Source blog: [机器学习超详细实践攻略: 使用scikit-learn构建模型的通用模板](https://zhuanlan.zhihu.com/p/88729124)

# 加载数据集合

假设你在这时候已经完成了所有的data cleaning, feature engineering的工作了。

In [1]:
from sklearn.datasets import load_iris
data = load_iris()
x = data.data
y = data.target

In [24]:
from sklearn.model_selection import train_test_split
train_x,test_x,train_y,test_y = train_test_split(x,y,
                                                 test_size=0.1,
                                                 random_state=0, 
                                                 stratify = y
                                                 )

In [25]:
train_x[:10], train_y[:10]

(array([[5.7, 2.9, 4.2, 1.3],
        [6.7, 3.3, 5.7, 2.5],
        [6.2, 3.4, 5.4, 2.3],
        [4.4, 3. , 1.3, 0.2],
        [6.3, 2.5, 4.9, 1.5],
        [6.9, 3.1, 4.9, 1.5],
        [6.7, 3.1, 4.4, 1.4],
        [6.9, 3.1, 5.4, 2.1],
        [5. , 3.4, 1.5, 0.2],
        [5.2, 4.1, 1.5, 0.1]]), array([1, 2, 2, 0, 1, 1, 1, 2, 0, 0]))

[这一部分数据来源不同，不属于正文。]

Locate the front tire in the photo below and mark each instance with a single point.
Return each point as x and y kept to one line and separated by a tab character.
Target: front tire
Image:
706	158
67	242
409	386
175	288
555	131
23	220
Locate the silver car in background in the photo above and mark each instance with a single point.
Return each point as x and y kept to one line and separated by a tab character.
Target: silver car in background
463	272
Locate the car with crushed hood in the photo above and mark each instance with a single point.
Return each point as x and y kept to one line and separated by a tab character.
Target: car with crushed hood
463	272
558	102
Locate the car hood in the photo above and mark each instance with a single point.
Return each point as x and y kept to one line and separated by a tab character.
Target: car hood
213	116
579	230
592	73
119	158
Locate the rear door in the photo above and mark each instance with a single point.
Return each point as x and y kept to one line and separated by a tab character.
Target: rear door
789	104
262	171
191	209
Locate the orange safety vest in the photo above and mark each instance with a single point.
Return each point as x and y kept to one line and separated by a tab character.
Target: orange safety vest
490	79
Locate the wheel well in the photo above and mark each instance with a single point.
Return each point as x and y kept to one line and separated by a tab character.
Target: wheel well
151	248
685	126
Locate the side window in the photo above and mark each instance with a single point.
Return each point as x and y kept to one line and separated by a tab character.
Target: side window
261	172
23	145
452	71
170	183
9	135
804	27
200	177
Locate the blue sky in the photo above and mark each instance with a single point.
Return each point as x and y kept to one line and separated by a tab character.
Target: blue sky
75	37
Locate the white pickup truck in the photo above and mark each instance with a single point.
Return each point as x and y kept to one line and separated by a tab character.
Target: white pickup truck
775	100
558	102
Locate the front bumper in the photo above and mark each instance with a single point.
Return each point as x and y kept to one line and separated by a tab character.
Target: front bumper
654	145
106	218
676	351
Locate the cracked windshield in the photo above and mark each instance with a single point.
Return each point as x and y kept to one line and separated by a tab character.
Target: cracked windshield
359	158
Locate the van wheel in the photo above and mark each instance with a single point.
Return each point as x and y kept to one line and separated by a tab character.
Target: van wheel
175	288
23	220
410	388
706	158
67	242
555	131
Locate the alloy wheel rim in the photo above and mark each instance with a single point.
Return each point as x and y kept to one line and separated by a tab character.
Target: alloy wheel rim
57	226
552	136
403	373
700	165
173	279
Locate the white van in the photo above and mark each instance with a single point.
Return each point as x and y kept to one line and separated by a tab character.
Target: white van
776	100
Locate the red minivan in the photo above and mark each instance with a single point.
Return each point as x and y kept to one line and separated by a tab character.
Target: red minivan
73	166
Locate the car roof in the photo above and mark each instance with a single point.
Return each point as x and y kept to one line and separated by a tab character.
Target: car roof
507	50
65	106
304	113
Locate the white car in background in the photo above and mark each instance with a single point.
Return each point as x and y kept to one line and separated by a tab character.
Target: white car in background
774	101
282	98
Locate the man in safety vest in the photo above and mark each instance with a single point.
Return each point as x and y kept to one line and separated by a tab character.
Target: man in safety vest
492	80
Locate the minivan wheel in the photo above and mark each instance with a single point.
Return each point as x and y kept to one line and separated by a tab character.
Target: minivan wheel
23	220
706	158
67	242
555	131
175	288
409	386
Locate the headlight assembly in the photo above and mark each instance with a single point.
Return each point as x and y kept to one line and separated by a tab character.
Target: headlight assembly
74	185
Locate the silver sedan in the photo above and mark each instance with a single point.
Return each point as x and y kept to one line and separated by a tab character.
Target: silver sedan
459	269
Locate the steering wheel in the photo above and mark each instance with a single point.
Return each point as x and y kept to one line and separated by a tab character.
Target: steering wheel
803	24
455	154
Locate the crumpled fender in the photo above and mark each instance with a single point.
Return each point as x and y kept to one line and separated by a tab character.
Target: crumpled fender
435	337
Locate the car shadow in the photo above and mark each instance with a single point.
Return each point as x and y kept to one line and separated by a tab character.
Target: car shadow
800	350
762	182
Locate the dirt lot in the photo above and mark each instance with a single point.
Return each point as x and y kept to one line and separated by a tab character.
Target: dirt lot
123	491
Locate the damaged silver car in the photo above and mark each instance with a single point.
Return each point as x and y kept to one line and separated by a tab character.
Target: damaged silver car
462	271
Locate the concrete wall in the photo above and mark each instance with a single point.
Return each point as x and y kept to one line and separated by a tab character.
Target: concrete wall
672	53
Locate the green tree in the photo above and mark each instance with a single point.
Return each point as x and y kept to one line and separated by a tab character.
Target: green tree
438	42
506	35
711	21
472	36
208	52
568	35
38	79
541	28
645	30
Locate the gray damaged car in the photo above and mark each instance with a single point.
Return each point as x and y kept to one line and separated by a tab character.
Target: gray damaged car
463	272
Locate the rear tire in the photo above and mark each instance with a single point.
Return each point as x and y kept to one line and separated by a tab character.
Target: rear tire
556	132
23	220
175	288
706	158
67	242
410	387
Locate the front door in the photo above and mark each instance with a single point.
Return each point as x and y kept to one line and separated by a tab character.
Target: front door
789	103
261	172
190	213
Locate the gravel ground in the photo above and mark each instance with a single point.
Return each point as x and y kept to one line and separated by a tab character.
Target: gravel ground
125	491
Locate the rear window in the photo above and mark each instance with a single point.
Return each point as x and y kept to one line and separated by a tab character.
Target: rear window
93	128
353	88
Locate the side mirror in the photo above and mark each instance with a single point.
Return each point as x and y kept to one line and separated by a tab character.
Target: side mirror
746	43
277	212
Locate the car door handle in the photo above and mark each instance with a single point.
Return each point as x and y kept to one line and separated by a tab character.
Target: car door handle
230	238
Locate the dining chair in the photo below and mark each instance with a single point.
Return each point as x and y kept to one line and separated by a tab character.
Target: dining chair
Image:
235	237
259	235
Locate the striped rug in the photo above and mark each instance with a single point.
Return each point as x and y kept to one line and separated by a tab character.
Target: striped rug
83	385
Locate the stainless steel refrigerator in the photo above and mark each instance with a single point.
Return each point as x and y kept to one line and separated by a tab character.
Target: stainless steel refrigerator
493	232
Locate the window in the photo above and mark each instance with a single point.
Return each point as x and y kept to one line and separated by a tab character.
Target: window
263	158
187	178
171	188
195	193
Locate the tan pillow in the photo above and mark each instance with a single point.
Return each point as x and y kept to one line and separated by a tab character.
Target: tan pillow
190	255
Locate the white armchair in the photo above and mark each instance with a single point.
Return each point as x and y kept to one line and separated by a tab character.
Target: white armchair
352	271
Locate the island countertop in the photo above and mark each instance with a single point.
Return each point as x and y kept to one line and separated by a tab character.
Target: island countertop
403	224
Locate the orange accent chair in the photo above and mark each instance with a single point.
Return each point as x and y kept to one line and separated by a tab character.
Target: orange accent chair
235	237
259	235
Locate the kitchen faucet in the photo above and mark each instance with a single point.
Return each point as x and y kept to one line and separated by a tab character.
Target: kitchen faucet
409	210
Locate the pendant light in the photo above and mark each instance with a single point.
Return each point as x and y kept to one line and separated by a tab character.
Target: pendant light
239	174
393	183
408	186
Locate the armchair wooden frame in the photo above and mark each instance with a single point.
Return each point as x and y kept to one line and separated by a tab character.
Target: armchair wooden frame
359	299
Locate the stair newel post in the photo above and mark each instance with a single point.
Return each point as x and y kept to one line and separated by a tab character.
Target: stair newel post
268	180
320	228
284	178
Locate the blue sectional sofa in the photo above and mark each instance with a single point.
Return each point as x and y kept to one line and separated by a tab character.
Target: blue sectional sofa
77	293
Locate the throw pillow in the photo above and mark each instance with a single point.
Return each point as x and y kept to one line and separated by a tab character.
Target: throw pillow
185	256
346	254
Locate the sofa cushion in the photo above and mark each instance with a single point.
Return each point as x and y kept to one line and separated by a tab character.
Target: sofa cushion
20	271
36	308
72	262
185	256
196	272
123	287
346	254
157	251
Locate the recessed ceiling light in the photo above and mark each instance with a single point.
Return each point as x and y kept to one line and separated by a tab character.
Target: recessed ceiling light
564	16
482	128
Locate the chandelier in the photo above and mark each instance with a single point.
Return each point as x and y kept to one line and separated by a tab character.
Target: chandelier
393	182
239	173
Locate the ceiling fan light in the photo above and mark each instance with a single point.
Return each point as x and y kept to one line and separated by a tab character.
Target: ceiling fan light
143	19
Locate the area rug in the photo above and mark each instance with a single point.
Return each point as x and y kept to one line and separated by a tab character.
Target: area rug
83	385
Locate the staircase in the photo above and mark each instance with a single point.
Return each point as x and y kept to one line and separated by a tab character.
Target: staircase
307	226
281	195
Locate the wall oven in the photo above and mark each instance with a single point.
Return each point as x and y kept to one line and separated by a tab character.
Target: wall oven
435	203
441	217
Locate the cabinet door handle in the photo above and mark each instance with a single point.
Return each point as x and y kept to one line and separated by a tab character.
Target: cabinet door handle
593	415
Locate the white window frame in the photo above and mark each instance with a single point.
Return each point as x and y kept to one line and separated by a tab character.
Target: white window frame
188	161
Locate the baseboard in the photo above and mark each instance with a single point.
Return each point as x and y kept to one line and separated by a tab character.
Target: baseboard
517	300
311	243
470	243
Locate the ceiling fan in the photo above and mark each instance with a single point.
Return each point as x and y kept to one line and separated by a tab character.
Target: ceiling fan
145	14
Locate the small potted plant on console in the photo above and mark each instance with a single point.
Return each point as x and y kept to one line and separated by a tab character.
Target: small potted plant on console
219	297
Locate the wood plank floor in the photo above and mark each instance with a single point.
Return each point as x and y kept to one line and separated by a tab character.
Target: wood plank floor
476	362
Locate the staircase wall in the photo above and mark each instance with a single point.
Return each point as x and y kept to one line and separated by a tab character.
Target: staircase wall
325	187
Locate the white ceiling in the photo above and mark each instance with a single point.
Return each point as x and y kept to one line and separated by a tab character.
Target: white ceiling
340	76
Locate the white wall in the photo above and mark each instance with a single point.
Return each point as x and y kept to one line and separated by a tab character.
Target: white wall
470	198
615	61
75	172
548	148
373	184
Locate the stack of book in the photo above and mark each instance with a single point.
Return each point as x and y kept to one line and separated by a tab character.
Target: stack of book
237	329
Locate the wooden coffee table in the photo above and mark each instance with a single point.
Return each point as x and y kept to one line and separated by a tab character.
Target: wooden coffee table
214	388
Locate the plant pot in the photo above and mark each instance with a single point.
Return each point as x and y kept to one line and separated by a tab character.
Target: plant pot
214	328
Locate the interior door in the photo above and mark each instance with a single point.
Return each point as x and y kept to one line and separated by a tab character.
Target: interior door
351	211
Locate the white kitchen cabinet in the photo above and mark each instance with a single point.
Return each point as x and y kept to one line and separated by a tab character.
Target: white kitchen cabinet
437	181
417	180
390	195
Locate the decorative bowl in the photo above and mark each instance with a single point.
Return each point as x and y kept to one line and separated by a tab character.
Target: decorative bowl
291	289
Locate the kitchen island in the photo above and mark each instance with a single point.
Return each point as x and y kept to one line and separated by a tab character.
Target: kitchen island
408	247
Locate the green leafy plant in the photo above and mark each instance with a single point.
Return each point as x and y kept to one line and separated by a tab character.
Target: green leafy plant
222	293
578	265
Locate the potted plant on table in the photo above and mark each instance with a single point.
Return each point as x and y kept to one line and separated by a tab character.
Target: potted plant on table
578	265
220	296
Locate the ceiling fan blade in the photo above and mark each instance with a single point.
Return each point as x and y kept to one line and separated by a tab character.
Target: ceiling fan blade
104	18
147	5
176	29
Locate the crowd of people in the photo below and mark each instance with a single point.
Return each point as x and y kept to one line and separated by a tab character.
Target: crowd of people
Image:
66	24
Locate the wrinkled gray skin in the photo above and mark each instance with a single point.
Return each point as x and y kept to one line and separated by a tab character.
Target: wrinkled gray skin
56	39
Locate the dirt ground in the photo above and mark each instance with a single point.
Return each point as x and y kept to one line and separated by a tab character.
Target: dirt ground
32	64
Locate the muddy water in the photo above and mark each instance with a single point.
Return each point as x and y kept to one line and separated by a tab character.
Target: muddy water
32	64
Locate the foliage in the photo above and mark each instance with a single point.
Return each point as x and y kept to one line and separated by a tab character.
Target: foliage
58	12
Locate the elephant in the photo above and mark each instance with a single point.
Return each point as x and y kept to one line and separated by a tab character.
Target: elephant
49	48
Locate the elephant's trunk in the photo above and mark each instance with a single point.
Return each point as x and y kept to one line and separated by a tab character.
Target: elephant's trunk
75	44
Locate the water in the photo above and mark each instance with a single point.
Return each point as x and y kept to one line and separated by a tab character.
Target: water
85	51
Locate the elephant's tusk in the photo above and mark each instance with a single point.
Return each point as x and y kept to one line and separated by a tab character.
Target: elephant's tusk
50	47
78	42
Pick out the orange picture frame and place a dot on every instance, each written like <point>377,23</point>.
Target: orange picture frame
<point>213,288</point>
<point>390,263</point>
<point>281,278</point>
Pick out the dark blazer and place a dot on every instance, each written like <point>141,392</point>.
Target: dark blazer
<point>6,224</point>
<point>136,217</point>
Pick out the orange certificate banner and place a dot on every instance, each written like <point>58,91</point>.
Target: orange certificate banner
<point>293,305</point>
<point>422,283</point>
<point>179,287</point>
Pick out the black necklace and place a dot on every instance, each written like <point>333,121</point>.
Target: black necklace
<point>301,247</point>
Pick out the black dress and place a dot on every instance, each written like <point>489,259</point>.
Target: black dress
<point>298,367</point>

# 万能模板V1.0——助你快速构建一个基本的算法模型

![](https://pic2.zhimg.com/v2-efed6fb2d82738cd80f1554f9b619d4d_r.jpg)

In [26]:
### svm分类器

from sklearn.svm import SVC
from sklearn.metrics import accuracy_score

svm_model = SVC()

# fit我们的training data
svm_model.fit(train_x,train_y)

pred1 = svm_model.predict(train_x)
accuracy1 = accuracy_score(train_y,pred1)
print('在训练集上的精确度: %.4f'%accuracy1)

pred2 = svm_model.predict(test_x)
accuracy2 = accuracy_score(test_y,pred2)
print('在测试集上的精确度: %.4f'%accuracy2)

在训练集上的精确度: 0.9481
在测试集上的精确度: 1.0000


In [27]:
### LogisticRegression分类器

from sklearn.linear_model import LogisticRegression
from sklearn.metrics import accuracy_score #评分函数用精确度评估

lr_model = LogisticRegression()

lr_model.fit(train_x,train_y)

pred1 = lr_model.predict(train_x)
accuracy1 = accuracy_score(train_y,pred1)
print('在训练集上的精确度: %.4f'%accuracy1)

pred2 = lr_model.predict(test_x)
accuracy2 = accuracy_score(test_y,pred2)
print('在测试集上的精确度: %.4f'%accuracy2)

在训练集上的精确度: 0.9704
在测试集上的精确度: 1.0000


STOP: TOTAL NO. of ITERATIONS REACHED LIMIT.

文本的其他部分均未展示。